We drove to the tip of Baja which is dominated by Cabo San Lucus, the American satellite town. We weren't in the mood for Americanism and besides, the recent hurricanes had washed out the approaches to the supposed climbing crags so we motored on. Heather had come down with the flue, which Josh had given her, and a remote hot springs sounded like the perfectly healing thing.
Well, the remote hot springs were very remote. So remote that Elephante got stuck in the sand- 4-5 times. At one point, Josh gathered a tractor driver from his grass smoking daze haul us out of a large sewage puddle. The road to Aguacliente appeared to be desolate, but then around a corner a village would appear. Every ten kilometers or so another town appeared. Eeach time locals pointed west saying "Aguacliente, un poco kilometers". The vision of natural hot springs and cliffs launching into a cool river motivated us to continue despite the false peaks. As the sun approached the horizon, we approached the river, the river without a bridge, and Aguacliente lie on the other side. Determined to soak, we set off on foot for another local pointed west saying "dos kilometers". (you'd think we learned our lesson). After 3-4 km of walking in a delirious haze, we heard a Gringo say, "You better start digging". The Hurricanes had managed to ruin the hot pools. Pinche!
Luckily, Willy, his son Billy and their dog Will, had already begun the reconstruction process and Heather was eventually able to soak in ankle deep agua caliente. We spent the next day lounging in the cool and apparently healing river.
We camped just north of La Paz at Tecolote, our launch pad to the Isla de Espiritu Santos. Bill, a jolly sun-kissed man, and Sam, Bill's short but long black dog call, kept Elephante company while we paddled the 5 miles across the channel to the isla. Spending three gorgeous days and two nights on the island we paddled, snorkeled, relaxed, ate and paddled... 15 miles on the last day in choppy waves. An absolutely beautiful experience- Los fotos explicile la historia mejor que las palabras. [The pictures tell the story much better than words].

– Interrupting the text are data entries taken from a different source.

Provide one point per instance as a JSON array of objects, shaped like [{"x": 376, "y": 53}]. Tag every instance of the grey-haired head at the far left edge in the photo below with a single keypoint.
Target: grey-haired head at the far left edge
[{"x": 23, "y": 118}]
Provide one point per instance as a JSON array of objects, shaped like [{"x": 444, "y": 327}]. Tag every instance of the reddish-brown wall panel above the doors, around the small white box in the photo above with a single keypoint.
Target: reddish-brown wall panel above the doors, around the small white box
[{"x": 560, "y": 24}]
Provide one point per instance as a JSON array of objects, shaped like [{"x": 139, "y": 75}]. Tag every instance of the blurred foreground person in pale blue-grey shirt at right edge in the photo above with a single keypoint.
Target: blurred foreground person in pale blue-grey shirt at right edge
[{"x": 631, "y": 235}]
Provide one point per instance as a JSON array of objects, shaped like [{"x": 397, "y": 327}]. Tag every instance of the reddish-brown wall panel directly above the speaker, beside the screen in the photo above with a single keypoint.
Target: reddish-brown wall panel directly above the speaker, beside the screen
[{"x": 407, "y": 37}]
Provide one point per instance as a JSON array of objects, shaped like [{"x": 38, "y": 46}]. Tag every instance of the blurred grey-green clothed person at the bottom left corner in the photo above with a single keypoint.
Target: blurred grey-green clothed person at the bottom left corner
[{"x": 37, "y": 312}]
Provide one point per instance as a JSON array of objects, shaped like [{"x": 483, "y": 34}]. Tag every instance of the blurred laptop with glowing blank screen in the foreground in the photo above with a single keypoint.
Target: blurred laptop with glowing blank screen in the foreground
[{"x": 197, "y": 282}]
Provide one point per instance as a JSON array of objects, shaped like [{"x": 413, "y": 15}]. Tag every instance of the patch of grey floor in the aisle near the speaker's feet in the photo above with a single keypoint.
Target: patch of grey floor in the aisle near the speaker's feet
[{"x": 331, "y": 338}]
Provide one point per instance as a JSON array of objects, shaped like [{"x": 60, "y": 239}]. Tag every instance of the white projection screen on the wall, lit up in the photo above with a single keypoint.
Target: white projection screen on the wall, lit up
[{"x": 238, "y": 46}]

We took a ferry ride across the Sea of Cortez to Topolobompo. A surreal ride through the night on a surprisingly spiffy ship, somehow out of place after all the sand and mosquitoes. At 2am we drove Elephante off the ship and found ourselves in mainland Mexico, a much different scene than Baja.
A full day of driving past lush farmland and through small, crowded towns landed us in Mazatlan. We got a room (yahoo!) at the Hotel La Siesta in the old part of town-- complete with European-feeling plazas, narrow cobbled streets, museums with local art, and picturesque sandy beaches. The clean sheets, hot water, DSL and UNLIMITED electricity made us feel like we were important or something. Giant rubber trees filled the courtyard and our friend The Pacific is right outside the balcony, delivering an amazing sunset. We dined in the plaza a short walk away to the melodious sounds of student's piano recitals at the local music school.
Projimo, a major destination for Heather. Josh wasn't quite sure how he was going to occupy his time while Heather offered therapeutic services. Conchita wheeled and waved to us, an invitation to join her under the cabana; the first of many conversations under the cabana.